The research finds that 84% of institutional portfolio managers would like equity analysts to say whether or not they are holding the stocks they rate, though 55% didn’t think that the analysts shouldn’t be barred from owning stocks that they cover.

Publication of the research comes at a time when the New York attorney general has charged Merrill Lynch in the US with biased research in order to attract investors. The attorney general has discovered that some members of Merrill Lynch’s internet research team were circulating emails in which they privately disparaged stocks they were recommending in public.
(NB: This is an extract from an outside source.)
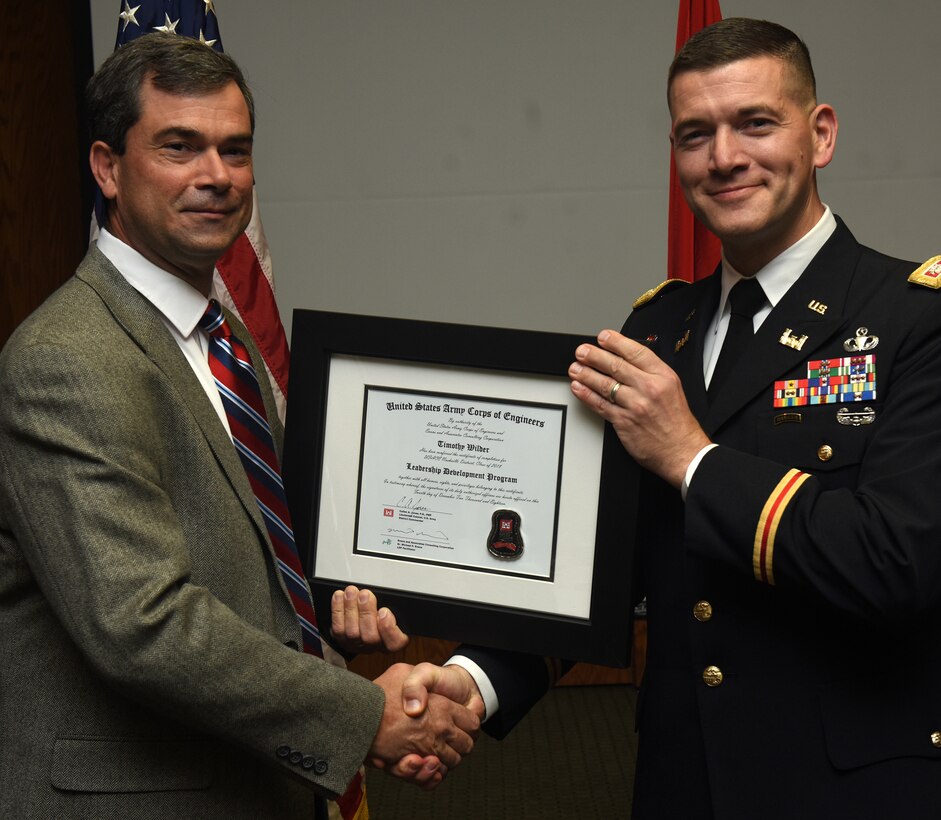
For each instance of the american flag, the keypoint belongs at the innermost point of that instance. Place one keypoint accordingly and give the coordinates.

Bill Slocum at Greenwich says their research was not influenced by the Merrill Lynch scandal. “Our research was conducted at the turn of the year, before the New York attorney general began his probe. Our results are coincidental. The question of whether or not analysts should be talking openly about their stocks to other departments within the same company has been around for a while anyway. It’s just recently come to the fore.”

Elsewhere, the research finds that the typical institutional portfolio in the US has seen its assets fall by 26.5% from $18.1bn (€20.1bn) in 2000 to $13.3bn (€14.7bn) last year. Slocum says this is the result of declines in the stock markets. “Managers are now divesting their portfolios to protect against further falls,” he says.

Greenwich says that managers in the US are also trying to address the problem by:
•cutting the amount of commission on trading in listed stocks;
• increasing the amount of soft-dollar trading and commission recapture arrangements they use;
•conducting more and more dealing through electronic brokerage systems;
• getting more and more involved in programme or high volume trading, where the commission earning potential is greater;
•cutting back the amount of brokerage firms they use;
•benchmarking more and more their portfolios.

Greenwich’s research is based on interviews conducted between last November and this January with 294 US-based institutional fund managers and 324 US dealing-desk traders.